King calls herself "culturally bilingual", with her background allowing her to see how white and black Britons have different views of the world. "When I was young, my white grandmother would say to me, if you get lost, go and find a policeman. My black family would say, run for your life if you see a policeman because he will probably beat you to death." If that sounds wild, it is worth knowing that the black side of the family lived through rough times: her black aunt lost a baby when she was eight months pregnant after being hit by a policeman during a civil rights march in the US.
Now, I know that in politics it is the quality and character of decisions that matter most, and that the "back story" comes behind these. But diversity matters at a deeper level than simply the symbolic; it just doesn't work to use young, female or black faces around a politician to send some kind of message. Real diversity is about different experiences, attitudes and instincts actually being able to reach the levers of power.
Men and women are not identical in their reactions or ways of thinking. They tend to have different experiences of going to GP surgeries, hanging round the school gate, caring for relatives, checking out streets at night, and struggling to find good part-time work. And these relate directly to how politicians' policies are shaped, and whether they work. It's not merely symbolic.
It doesn't mean that we want a simplistic checklist – one Muslim, one gay man, one northern woman – and no checklist will tell you what policies might follow. But the point of electoral democracy is to hold up a mirror to society, or at least acknowledge its variety.

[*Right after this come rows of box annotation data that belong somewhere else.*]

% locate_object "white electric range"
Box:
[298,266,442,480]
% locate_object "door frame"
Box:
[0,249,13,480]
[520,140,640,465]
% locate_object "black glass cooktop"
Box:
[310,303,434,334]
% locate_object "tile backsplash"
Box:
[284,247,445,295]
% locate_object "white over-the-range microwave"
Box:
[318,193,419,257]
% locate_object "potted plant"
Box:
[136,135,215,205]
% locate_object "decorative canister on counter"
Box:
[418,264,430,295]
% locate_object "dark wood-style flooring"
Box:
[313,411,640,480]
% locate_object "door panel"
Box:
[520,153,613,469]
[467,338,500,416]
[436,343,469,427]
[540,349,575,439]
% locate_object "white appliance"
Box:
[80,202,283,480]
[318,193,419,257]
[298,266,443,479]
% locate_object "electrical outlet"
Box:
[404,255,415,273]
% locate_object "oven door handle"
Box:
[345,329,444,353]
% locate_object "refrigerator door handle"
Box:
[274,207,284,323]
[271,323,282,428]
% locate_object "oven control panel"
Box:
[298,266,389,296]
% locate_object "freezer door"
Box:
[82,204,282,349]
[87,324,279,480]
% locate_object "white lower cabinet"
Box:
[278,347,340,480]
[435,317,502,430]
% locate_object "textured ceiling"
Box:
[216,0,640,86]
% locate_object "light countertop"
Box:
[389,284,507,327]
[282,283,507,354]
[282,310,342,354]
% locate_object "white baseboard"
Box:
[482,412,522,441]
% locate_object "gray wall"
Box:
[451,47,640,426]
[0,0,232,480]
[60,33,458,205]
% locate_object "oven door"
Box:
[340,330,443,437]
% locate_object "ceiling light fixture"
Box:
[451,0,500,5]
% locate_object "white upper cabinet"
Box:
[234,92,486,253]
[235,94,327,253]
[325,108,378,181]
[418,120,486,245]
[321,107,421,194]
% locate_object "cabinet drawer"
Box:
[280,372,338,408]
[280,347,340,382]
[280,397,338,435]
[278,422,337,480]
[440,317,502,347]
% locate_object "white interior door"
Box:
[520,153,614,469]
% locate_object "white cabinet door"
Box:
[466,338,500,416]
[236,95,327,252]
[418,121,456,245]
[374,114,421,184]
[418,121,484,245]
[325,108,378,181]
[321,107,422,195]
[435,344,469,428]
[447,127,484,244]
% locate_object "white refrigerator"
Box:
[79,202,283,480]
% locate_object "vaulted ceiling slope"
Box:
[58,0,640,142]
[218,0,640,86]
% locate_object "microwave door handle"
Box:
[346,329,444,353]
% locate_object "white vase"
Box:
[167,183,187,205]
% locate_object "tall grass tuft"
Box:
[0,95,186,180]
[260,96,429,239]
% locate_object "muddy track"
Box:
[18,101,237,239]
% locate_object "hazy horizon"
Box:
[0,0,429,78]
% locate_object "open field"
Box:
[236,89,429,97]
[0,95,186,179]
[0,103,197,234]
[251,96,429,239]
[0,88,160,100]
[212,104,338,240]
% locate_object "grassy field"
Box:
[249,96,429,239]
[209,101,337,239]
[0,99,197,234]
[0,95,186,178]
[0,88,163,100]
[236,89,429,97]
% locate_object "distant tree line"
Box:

And we just haven't being doing that. White, middle-aged men often fail to even notice that they talk daily to – yes, other white middle-aged men. The men who were running those recent election campaigns didn't register the fact that the entire campaign was virtually a female-free zone.
King says she wants to be a unity candidate for whites and blacks – for inner- and outer-city Londoners – and why not? She has two young children who started their lives in care, and she knows firsthand about how little support younger people get in the city: "It's about being civilised. It's about all adults taking responsibility." It's not an anti-Eton or class-war point to say that her life and experiences are closer to those of most Londoners than are Boris Johnson's. But it is a point.
We'll see how King does. She launches her campaign formally on Wednesday and deserves support from everyone who would like to see a new champion for London. This contest will run till the party conference in the autumn, just like that other contest for the leadership of the Labour party itself.
Here too we have had a pretty much white, boys-only contest. Yes, it's good to see Diane Abbott having a go, but she is going to struggle to get past the nominations hurdle – unless John McDonnell does the decent thing and steps back to allow a woman to get through to the contest. But the biggest disappointment is that not a single one of the former female cabinet ministers has entered the fray.
Individual reasons vary, but I can sum them up like this. Either (so far) they have decided that they are too old, and it's time to give the next generation a chance; or they are still too embroiled with children and therefore not ready. But let's think this through. It means that only a fortysomething childless woman would be a possible female candidate. That's crazy.
One idea that is being muttered about, and which many people will also call crazy, is that two female candidates could stand jointly, as a job share. Tessa Jowell and Yvette Cooper, for instance?
Before you hoot with derision, just remember how many other things were once dismissed as crazy, from job sharing in general, to women being allowed to vote and stand for election to the Commons. And after all, with Clegg-Cameron we already have a prime ministership which is pretty close to a job share (not an equal one, I concede). Almost every change in politics starts with wiseacres saying: "You can't possibly do that."
It's at least worth thinking about and it would do Labour no harm to spread the contest out more widely. Its inquest and its debate about future direction will simply be more meagre and less convincing if it lacks a major input from senior female politicians. On immigration, housing, health and education, we need to hear their voices too.
In the end, Labour may well vote for a Milibrother, and they are undoubtedly two of the brightest and best. These are still early days, and every extension of the field improves it. It was good to hear Andy Burnham with a northern, working class voice, make his pitch. It was good to begin to hear an honest exchange about the Iraq war. I like the way the "Gordon Brown factor" has been acknowledged, but with a certain dignity and without jeering or cruelty. In general, we should have high hopes for this contest. It could turn out to have that quality Labour finds so hard to live up to – brotherhood.
But of course that's my point. Labour is a party of sisterhood as well as brotherhood, and will never recover unless it roots itself once more in the experiences of ordinary women and men. That cannot be done by little posies of female faces around "real" male leaders, or by recruiting a few female research assistants or by focus groups. It needs politicians with varied life experiences, not all from the same age group, class and gender, who are listening intently, with their whole selves. I think King can do this in London. Who will help do it for Britain?